Assim, especialmente hoje, morrer aos 49 anos parece uma afronta, uma indignidade ao ser humano, única criatura feita à imagem e semelhança do Criador... Dá para imaginar o quanto de potencialidades ainda flamejavam no íntimo mental de Rogaciano Leite. Mas, segundo os velhos latinos, “aquele a quem os deuses estimam, morre jovem” – ou, no idioma do antigo Lácio, que tão bem Rogaciano dominava: “Quem dil diligunt, adolescens moritur”. É frase de Titus Maccius Plautus, o dramaturgo romano Plauto, que viveu ali entre o segundo e o terceiro séculos antes de Cristo e que teria se abeberado em obra do grego Ménandros, o autor original da oração.

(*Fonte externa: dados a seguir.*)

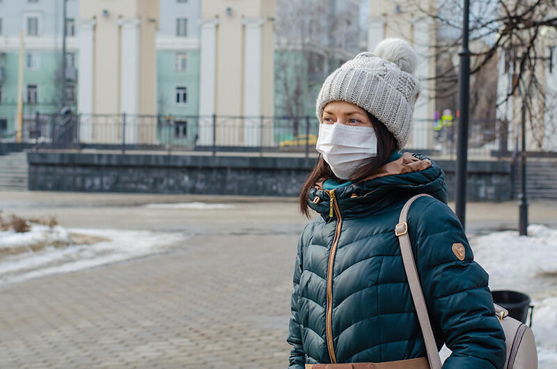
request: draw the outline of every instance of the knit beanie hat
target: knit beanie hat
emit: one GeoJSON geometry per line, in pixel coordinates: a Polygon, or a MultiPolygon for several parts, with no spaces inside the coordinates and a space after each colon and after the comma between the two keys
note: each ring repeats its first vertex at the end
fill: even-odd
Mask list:
{"type": "Polygon", "coordinates": [[[329,75],[319,93],[316,112],[331,101],[345,101],[368,111],[393,134],[398,148],[408,141],[420,85],[414,75],[418,56],[408,42],[386,38],[373,54],[361,52],[329,75]]]}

A valer essa máxima greco-latina, pode-se dizer que os deuses têm lá seus momentos de bom gosto: já cansados de bobos, truões e bufões em sua corte divina, nada como os deuses “pescarem”, no grande oceano da vida humana, alguém muito bom, que os pudesse deleitar com récitas ou recitais, canções e composições e, ainda, de quebra, pudesse escrever-lhes os perfis e seu cotidiano eterno.

Talvez Rogaciano Leite, sabendo dessa sentença, tenho imprimido um ritmo tão intenso na arte de escrever, fazer e viver em sua vida de 49 anos, 3 meses e 1 semana. Foram pouco mais de 49 anos que bem parecem cem.

Pois ele sabia: os bons, quando os deuses querem, correm o risco de partirem mais cedo...

Viva Rogaciano.

EDMILSON SANCHES

AFINAL, ROGACIANO LEITE É EGIPCIENSE OU ITAPETINENSE?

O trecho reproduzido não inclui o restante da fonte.